Tonight I picked up where I left off with the coil pack mount. Since the first piece from last night fit up nicely, I used it as a pattern for making its mirror-image mate. Drilling the two bolts holes and roughing out the cuts went pretty quickly, but it took a little more work than that. Turns out the case casting is slightly different on the left side, and I needed to remove a little more material to get it to fit nice and flush on the case.

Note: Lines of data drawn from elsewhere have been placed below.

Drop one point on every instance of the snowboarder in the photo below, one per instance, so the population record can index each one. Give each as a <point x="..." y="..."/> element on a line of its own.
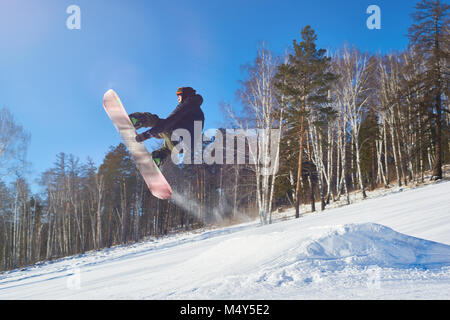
<point x="187" y="111"/>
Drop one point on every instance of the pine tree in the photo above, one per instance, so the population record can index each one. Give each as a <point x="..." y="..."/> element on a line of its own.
<point x="430" y="36"/>
<point x="304" y="81"/>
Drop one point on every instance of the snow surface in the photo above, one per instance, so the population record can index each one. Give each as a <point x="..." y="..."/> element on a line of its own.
<point x="394" y="246"/>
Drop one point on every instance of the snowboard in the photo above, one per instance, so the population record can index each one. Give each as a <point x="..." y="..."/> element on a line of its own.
<point x="153" y="177"/>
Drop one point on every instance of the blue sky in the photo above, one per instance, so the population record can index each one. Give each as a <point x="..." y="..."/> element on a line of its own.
<point x="53" y="79"/>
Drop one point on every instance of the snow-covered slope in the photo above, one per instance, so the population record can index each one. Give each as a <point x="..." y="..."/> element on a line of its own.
<point x="392" y="247"/>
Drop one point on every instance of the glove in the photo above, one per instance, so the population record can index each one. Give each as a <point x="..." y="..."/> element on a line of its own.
<point x="144" y="136"/>
<point x="136" y="119"/>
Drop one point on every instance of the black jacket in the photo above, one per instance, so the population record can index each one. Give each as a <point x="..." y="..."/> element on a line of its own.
<point x="183" y="116"/>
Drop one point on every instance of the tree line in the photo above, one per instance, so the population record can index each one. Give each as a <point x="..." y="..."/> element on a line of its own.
<point x="348" y="121"/>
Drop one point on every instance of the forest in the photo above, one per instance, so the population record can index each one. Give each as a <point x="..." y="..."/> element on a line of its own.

Once I got both pieces bolted in place, it was time to set the coil pack on top and evaluate the fit. One concern I had after last night was whether these two pieces of angle would actually provide a large enough mount pad for the coil pack. After the test fit, I think this is going to be fine, though there’s not a lot of extra space. I could make this a little better by adding some washers or spacers between the brackets and the case, but doing that would make this a lot more annoying to install or remove. I’ll have to evaluate the actual edge distance on these bolts to make a decision here.

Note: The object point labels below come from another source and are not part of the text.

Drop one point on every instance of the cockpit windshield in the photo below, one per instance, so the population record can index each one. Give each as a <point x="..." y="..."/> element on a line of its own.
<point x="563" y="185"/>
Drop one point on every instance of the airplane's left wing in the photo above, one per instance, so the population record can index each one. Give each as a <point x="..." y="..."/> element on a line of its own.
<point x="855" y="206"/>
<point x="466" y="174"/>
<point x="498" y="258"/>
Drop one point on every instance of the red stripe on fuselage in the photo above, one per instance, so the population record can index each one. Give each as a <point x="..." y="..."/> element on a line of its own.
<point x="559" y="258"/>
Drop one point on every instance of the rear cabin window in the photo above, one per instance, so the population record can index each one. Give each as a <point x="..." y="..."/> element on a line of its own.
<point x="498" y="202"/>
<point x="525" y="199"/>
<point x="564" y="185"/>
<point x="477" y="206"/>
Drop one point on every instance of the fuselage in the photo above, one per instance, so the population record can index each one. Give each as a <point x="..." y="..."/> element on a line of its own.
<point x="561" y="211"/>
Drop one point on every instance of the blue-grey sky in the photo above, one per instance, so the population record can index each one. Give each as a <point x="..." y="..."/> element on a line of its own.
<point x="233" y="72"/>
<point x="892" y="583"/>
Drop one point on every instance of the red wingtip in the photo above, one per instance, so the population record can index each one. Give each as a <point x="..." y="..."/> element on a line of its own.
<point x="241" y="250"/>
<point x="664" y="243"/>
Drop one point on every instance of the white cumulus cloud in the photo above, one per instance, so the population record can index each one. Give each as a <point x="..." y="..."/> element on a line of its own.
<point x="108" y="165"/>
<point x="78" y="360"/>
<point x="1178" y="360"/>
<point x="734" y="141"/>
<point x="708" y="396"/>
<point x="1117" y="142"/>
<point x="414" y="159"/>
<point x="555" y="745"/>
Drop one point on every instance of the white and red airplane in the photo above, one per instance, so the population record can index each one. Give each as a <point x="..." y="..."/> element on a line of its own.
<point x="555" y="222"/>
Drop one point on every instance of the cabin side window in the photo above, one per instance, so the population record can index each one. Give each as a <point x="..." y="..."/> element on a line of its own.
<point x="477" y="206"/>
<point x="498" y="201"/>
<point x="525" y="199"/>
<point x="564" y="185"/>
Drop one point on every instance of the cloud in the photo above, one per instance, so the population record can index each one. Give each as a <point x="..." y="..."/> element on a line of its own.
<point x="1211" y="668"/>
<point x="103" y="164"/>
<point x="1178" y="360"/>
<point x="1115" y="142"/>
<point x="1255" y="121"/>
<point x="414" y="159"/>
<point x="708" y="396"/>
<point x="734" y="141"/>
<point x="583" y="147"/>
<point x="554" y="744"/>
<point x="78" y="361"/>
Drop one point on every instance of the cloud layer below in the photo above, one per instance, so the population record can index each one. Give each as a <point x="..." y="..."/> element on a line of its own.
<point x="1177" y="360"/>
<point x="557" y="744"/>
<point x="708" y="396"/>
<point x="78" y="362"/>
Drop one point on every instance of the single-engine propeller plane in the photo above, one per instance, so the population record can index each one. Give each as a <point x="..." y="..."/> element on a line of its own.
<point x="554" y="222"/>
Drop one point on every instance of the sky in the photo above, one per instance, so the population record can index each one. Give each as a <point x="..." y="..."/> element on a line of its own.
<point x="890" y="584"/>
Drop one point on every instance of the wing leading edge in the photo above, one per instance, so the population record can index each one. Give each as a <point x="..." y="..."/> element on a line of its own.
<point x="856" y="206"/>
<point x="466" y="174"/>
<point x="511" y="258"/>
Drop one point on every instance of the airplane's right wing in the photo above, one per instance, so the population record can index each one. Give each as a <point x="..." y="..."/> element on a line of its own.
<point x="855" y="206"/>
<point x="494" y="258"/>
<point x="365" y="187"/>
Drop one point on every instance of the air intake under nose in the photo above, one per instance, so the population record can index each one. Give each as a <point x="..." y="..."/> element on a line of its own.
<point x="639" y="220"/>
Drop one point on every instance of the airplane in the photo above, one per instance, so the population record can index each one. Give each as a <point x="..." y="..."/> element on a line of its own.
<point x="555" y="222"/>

The other thing to evaluate here is the clearance between the coil pack and the cowl. In an attempt to get a first approximation of this, I once again draped the cowl over the top of the engine and firewall. I found that the cowl would rest on the coil before it contacted the flywheel, which isn’t necessarily a bad thing. After all, the cowling isn’t supposed to contact the flywheel, but the unanswered question here was what the right position for the cowl nose ought to be. Both the vertical and longitudinal positions here can make a good bit of difference in clearance with the coil pack.

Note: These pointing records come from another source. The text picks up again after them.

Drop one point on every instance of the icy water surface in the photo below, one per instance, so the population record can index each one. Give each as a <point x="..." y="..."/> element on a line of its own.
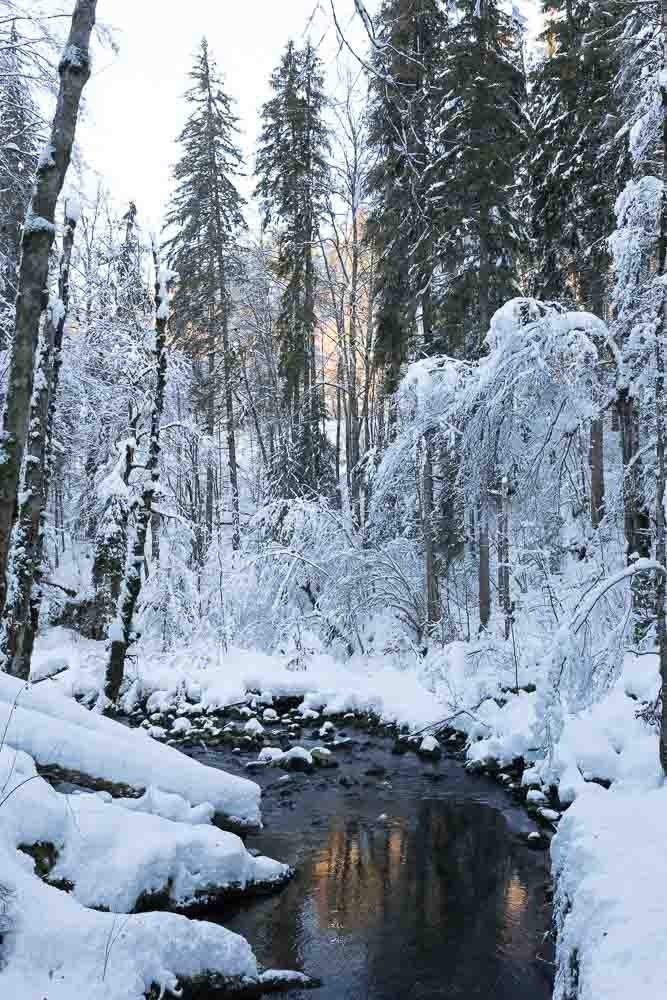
<point x="412" y="883"/>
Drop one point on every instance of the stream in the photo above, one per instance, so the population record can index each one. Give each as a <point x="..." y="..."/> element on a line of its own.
<point x="413" y="880"/>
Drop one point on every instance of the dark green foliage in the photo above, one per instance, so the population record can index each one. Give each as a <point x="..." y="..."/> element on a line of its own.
<point x="573" y="162"/>
<point x="411" y="37"/>
<point x="206" y="210"/>
<point x="293" y="185"/>
<point x="481" y="133"/>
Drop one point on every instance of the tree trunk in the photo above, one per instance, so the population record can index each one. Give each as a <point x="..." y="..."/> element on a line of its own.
<point x="433" y="614"/>
<point x="24" y="596"/>
<point x="36" y="242"/>
<point x="661" y="541"/>
<point x="596" y="457"/>
<point x="484" y="579"/>
<point x="121" y="629"/>
<point x="504" y="595"/>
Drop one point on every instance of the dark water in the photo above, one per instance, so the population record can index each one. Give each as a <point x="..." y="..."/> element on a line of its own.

So I decided that this was a good time to do some of the prep work for fitting the cowl. The nose of the cowl gets its position set relative to the prop spinner backplate, so that backplate needs to be in place for this. In the case of a CS prop like what I have, the backplate attaches to the prop itself, which means that I need the prop in place to fit the cowl. So I got to work breaking out the prop and spinner, installing the backplate, and finally actually hanging the prop.
Installing the prop is a bit of a slog, though that slog is balanced out by, well, by the fact that I’m installing the prop, which is sort of a cool milestone. The thing is that the six prop bolts are captive inside the prop hub, and the arrangement means that each bolt can be turned about one flat at a time with a wrench. Additionally, the bolts need to be tightened gradually and equally, to pull the prop squarely onto the crank flange. What this means is that I did a lot of walking from one side of the prop to the other and back. All told I think I spent 40 minutes tightening those bolts.
I haven’t done a real recheck of clearance with the coil – I also need to rig up something at the front of the engine to support the cowl nose at the proper height – but I did lay it back on top just to help get some “hey, it looks even more like an airplane” photos:
Fun fact: you may notice some mud dauber nests on the prop blades. At least those are easy to clean off, right now they’re making my nice carbon fiber blades look not as good as they’re supposed to.
So there we are. I need to get some hardware to rig the from cowl support, and also install the forward top skin, but I’m in a decent spot to start thinking about laying out the first big trim cut on the upper cowl.